The application has built-in performance enhancements for the NUMA case:

#.  One buffer pool per each CPU socket.

#.  One LPM table per each CPU socket.

#.  Memory for the NIC RX or TX rings is allocated on the same socket with the lcore handling the respective ring.

In the case where multiple CPU sockets are used in the system,
it is recommended to enable at least one lcore to fulfill the I/O role for the NIC ports that
are directly attached to that CPU socket through the PCI Express* bus.
It is always recommended to handle the packet I/O with lcores from the same CPU socket as the NICs.

Depending on whether the I/O RX lcore (same CPU socket as NIC RX),
the worker lcore and the I/O TX lcore (same CPU socket as NIC TX) handling a specific input packet,
are on the same or different CPU sockets, the following run-time scenarios are possible:

#.  AAA: The packet is received, processed and transmitted without going across CPU sockets.

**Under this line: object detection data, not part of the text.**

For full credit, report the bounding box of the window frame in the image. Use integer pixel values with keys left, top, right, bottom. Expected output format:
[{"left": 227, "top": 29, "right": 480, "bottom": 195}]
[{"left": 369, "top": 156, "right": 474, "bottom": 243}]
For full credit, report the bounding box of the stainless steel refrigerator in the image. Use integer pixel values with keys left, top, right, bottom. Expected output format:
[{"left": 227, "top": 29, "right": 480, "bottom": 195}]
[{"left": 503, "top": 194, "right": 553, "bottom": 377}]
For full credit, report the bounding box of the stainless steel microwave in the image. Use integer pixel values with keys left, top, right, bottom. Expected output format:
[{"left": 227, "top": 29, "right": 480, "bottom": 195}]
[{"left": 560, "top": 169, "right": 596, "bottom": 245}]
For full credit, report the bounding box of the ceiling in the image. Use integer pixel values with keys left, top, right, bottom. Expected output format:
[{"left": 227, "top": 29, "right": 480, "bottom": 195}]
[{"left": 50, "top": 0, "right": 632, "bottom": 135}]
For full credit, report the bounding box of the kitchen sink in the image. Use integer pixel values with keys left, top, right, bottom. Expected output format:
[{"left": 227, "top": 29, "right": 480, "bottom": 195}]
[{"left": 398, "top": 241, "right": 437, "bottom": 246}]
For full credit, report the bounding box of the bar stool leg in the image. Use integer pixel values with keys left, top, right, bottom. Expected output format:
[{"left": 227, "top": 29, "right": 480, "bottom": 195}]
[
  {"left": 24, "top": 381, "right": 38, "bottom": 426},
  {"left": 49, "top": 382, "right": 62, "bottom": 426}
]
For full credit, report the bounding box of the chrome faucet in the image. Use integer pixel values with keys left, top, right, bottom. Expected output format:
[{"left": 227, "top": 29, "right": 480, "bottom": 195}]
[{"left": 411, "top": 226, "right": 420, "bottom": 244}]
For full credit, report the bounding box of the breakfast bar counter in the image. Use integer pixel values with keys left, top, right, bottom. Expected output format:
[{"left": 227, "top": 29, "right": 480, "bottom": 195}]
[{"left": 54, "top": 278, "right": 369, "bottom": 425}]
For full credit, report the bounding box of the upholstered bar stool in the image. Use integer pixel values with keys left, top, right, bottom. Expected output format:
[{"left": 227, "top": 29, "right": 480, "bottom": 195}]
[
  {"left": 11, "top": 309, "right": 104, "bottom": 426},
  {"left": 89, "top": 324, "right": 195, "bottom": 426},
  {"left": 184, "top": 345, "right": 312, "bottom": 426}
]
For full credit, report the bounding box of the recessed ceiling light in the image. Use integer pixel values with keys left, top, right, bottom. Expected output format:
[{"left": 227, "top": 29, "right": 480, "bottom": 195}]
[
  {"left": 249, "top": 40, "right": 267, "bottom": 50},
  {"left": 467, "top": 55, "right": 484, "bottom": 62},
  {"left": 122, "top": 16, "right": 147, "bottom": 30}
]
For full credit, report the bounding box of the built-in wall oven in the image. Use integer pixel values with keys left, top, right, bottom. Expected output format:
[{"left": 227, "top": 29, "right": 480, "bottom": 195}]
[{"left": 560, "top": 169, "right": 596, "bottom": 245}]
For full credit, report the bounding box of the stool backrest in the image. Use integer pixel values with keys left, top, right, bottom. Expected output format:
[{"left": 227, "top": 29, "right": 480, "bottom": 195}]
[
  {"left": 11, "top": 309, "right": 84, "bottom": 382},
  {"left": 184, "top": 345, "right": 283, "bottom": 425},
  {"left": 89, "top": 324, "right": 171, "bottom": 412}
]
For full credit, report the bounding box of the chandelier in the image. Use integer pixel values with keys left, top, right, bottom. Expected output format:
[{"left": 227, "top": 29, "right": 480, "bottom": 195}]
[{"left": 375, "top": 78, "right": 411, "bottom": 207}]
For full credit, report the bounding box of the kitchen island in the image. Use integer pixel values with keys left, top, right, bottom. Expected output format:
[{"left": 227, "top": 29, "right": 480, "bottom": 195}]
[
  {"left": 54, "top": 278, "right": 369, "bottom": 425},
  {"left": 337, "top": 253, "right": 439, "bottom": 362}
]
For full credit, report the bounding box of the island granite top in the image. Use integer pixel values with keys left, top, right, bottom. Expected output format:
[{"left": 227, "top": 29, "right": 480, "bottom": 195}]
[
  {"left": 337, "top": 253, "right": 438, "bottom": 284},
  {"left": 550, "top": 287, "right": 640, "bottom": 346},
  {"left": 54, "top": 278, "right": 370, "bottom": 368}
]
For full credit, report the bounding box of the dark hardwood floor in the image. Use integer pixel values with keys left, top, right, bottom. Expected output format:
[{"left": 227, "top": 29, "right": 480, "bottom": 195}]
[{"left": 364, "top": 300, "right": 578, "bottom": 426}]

#.  AAB: The packet is received and processed on socket A,
    but as it has to be transmitted on a NIC port connected to socket B,
    the packet is sent to socket B through software rings.

#.  ABB: The packet is received on socket A, but as it has to be processed by a worker lcore on socket B,
    the packet is sent to socket B through software rings.
    The packet is transmitted by a NIC port connected to the same CPU socket as the worker lcore that processed it.

#.  ABC: The packet is received on socket A, it is processed by an lcore on socket B,
    then it has to be transmitted out by a NIC connected to socket C.
    The performance price for crossing the CPU socket boundary is paid twice for this packet.